Nutzerfreundlich auch die Bremse, als einzige mit Brembos neuen Hypure-Sätteln bestückt. Die Verzögerung gleicht der der BMW, zur Dosierung steht aber mehr Hebelweg zur Verfügung. Und dass beim Zug am Hebel im schärfsten ABS-Modus die Hinterradbremse automatisch mitbetätigt wird, bringt beim Einlenken auf der Bremse einen spürbaren Drang der Ducati nach innen.

Die Abschnitte zwischen Einlenk- und Scheitelpunkten fühlen sich mit der Italienerin daher ähnlich spielerisch an wie mit ihrer Kontrahentin aus Bayern.

Unterm Strich Gleichstand

Beim Herausbeschleunigen aus engen Kurven kann die Ducati der BMW M 1000 RR folgen, weil sie aber die vollen 15.000/min nur im sechsten Gang freigibt und in den Fahrstufen eins bis fünf bei 14.500/min der Drehzahlbegrenzer einschreitet, ist das nutzbare Drehzahlband des V4 etwas schmaler. Am Ende der langen Geraden stehen so knapp acht km/h weniger auf dem Tacho.

Elektronisch liegt die Ducati Panigale V4 S mit der BMW M 1000 RR unterm Strich gleichauf. Das Race eCBS spricht für die Bologneserin. Traktions- und Wheeliekontrolle agieren auf extrem hohem Niveau, harte Regeleingriffe bleiben auch beim Fahren am absoluten Limit aus. Stattdessen bekommt man immer nur das, was Reifen und Fahrwerk auch wirklich umsetzen können.

Die Slide-Kontrolle vermittelt in besagter letzter Linkskurve aber minimal weniger Vertrauen, weshalb die Panigale nach dem Umlegen von rechts auf links ein paar Hundertstel länger braucht, um perfekten Vortrieb zu generieren. Dann malt sie den schwarzen Strich der BMW jedoch perfekt nach.

Wo bleibt die Honda Fireblade?

Mehrere kurze Striche hintereinander schrubbt die Honda CBR 1000 RR-R Fireblade SP daneben.

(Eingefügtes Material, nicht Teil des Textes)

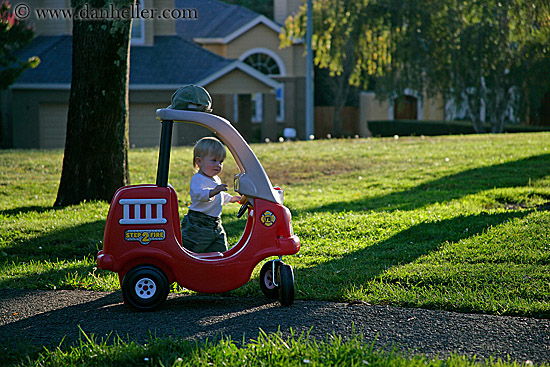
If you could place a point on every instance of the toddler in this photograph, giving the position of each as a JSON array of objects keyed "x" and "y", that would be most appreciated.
[{"x": 201, "y": 228}]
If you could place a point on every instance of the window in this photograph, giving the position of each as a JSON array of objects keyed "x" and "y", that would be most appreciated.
[
  {"x": 262, "y": 61},
  {"x": 138, "y": 27}
]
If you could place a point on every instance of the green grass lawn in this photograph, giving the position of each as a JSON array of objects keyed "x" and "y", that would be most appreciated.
[{"x": 455, "y": 223}]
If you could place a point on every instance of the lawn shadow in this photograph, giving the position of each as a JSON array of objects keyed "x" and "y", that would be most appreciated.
[
  {"x": 64, "y": 244},
  {"x": 27, "y": 209},
  {"x": 511, "y": 174},
  {"x": 356, "y": 268}
]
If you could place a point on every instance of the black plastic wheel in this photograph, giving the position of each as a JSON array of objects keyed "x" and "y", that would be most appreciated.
[
  {"x": 267, "y": 284},
  {"x": 145, "y": 287},
  {"x": 285, "y": 277}
]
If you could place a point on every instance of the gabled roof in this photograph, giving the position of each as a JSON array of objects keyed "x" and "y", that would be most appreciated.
[
  {"x": 218, "y": 22},
  {"x": 170, "y": 63}
]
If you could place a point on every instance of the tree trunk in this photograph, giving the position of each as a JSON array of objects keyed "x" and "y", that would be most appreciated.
[{"x": 95, "y": 163}]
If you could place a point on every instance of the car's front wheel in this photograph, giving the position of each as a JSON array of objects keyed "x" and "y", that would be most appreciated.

Ihre Slide-Kontrolle zeigt sich an dieser Schlüsselstelle weniger sensibel, lässt das Heck schneller auskeilen und fängt es in der Folge vehementer ein.

Casey Stoner himself würde sie samt der Traktionskontrolle abschalten und BMW und Ducati zeigen, wie quer ein Zweirad tatsächlich kontrolliert beschleunigt werden kann – aber weil er gerade nicht greifbar war und wir hier Serienmotorräder für Racer von diesem Planeten testen, bleibt sie aktiv.

Immerhin: Wheelie- und Traktionskontrolle geben keinen Grund zur Beschwerde und vor allem die ABS-Applikation ist die beste, die ein japanisches Superbike je hatte. Zwar in weniger Stufen einstellbar als bei BMW und Ducati, stört das ABS im Race-Setting jetzt aber auch auf richtig schnellen Runden nicht mehr. Die mit Brembo-Stylema-Sätteln bestückte Bremse packt fest zu, verzögert auf dem Niveau der Mitbewerberinnen und liefert über viele Runden Konstanz im Hebelgefühl.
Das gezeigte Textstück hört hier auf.